The secure transport standard will assist providers in transmitting data from electronic health records (EHRs) and other healthcare information systems using the Health Level 7 Clinical Document Architecture (CDA) standard for automated entry into the agency’s safety surveillance system, according to an Aug. 28 announcement in Federal Business Opportunities.
The health information services provider (HISP) will offer Direct services to smooth the transport of CDA documents from healthcare providers to the National Healthcare Safety Network. The resulting contract will be for one year with options for two more periods. Proposals are due Sept. 12.
Direct protocols enable providers and other healthcare organizations to securely push structured summary patient data to each other.
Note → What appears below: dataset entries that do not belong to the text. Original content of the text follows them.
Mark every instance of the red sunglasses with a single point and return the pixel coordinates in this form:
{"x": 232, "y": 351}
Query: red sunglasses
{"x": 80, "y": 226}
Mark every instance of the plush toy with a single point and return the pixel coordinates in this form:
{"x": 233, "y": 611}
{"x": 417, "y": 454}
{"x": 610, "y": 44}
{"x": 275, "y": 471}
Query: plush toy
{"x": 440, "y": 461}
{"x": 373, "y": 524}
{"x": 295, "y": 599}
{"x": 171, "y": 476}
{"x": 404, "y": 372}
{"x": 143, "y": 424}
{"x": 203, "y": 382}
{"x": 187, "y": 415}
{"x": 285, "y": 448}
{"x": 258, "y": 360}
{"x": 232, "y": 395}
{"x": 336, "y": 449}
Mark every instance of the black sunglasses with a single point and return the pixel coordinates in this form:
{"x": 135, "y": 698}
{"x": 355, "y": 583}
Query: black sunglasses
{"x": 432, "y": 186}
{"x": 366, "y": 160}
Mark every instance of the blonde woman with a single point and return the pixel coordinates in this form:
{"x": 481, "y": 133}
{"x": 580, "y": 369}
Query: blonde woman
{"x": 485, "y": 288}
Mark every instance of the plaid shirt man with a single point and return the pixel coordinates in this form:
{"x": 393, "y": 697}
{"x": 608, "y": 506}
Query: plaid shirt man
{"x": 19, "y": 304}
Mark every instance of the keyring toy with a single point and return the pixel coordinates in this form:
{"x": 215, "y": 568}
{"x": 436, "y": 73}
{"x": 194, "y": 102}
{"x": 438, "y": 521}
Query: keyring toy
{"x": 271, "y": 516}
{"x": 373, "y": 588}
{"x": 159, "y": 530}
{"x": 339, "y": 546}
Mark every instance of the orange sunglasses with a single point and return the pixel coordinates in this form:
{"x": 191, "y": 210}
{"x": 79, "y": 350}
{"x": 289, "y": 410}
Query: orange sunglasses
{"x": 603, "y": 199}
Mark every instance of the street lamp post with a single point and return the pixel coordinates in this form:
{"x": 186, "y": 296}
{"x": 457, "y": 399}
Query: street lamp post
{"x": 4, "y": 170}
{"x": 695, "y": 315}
Direct is a streamlined version of standards and services for the nationwide health information network (NwHIN).
The CDC’s safety network collects and tracks information about infection control, healthcare worker safety, blood safety, measurements of care processes and improvement, public health reporting and prevention research. More than 9,000 healthcare facilities currently participate.
[Feature: A new age of biosurveillance is upon us.]
As of mid-year, 400 healthcare facilities have the capability of creating CDA messages to the safety network specifications and another 300 are preparing to do so, according to the agency. Also, any facility enrolled in the safety network can upload their CDA messages manually.
CDC said it anticipates that “100 facilities will begin to use Direct in the first year and that this number will increase significantly in coming years.”
The prospective Direct vendor will manage trust relationships, digital certificates of providers sending data and a custom Direct address for the safety network.